After the introduction of increased taxi fares at the weekend it's being suggested many Beijingers will simply be giving the thumbs down signal when hailing a cab.
"I'll try to use taxis as little as possible," said Li Guang, 27, a local newspaper editor. "I can find alternatives, like the subway, bus or bike."
On Saturday the price per kilometer after four kilometers rose from 1.6 yuan (20 US cents) to 2 yuan (25 US cents).
For some, like Wang Ji, an outdoor activity center employee, the impact will be less noticeable.
"I will not be affected by the new fares as my company reimburses office-hour rides," he said. "But I would think twice about taking a taxi if my company stopped fully reimbursing fares."
However, others said the price hike would have no impact on their daily lives. Julia Grindell, magazine editor of the British Chamber of Commerce, is one of them. "Taxis help me much to organize my work and appointments," she said. "They are important to me so I cannot imagine my life without them."

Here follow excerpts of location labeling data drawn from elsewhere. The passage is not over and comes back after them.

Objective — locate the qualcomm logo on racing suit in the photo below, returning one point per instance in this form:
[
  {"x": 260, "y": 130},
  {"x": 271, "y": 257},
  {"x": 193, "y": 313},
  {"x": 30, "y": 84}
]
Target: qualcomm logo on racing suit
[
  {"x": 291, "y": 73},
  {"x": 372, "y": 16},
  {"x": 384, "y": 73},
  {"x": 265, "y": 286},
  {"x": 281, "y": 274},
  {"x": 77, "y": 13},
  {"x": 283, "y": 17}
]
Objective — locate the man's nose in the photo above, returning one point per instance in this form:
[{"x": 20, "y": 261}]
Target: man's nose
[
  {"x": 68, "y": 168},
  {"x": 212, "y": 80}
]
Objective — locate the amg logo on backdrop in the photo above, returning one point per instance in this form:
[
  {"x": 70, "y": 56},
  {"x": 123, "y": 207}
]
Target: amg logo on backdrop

Two days after the fare increase more than 4,000 taxis in the capital have been labeled with the "2 yuan" tags, according to a source with the Beijing Transportation Management Bureau.
Due to difficulties in updating all electronic meters and price tags attached to the rear windows it will be a month before all 63,600 of the city's taxis will be charging the new fares.

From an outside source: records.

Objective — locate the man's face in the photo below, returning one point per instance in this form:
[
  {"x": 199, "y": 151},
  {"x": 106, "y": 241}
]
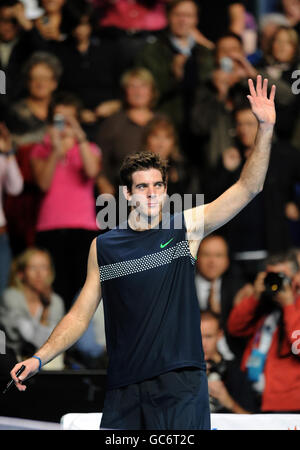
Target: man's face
[
  {"x": 8, "y": 25},
  {"x": 211, "y": 333},
  {"x": 213, "y": 258},
  {"x": 183, "y": 19},
  {"x": 148, "y": 192}
]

Some cab drivers were unhappy with the rise, saying higher prices meant fewer passengers.
"I have to compete with stylish Hyundais for customers," complained Zhang Guojie, 33, a 1.4 liter Citroen driver. "The fare hike means I will lose customers but when my car is replaced with a new 1.8 liter low emission model I believe more people may accept it."
The price rise, explained the Beijing Municipal Commission of Development and Reform, was a direct result of continued oil price rises.
On April 26 at a hearing on the issue 56 percent of those represented voted for the adoption of the price rise amid heated opposition.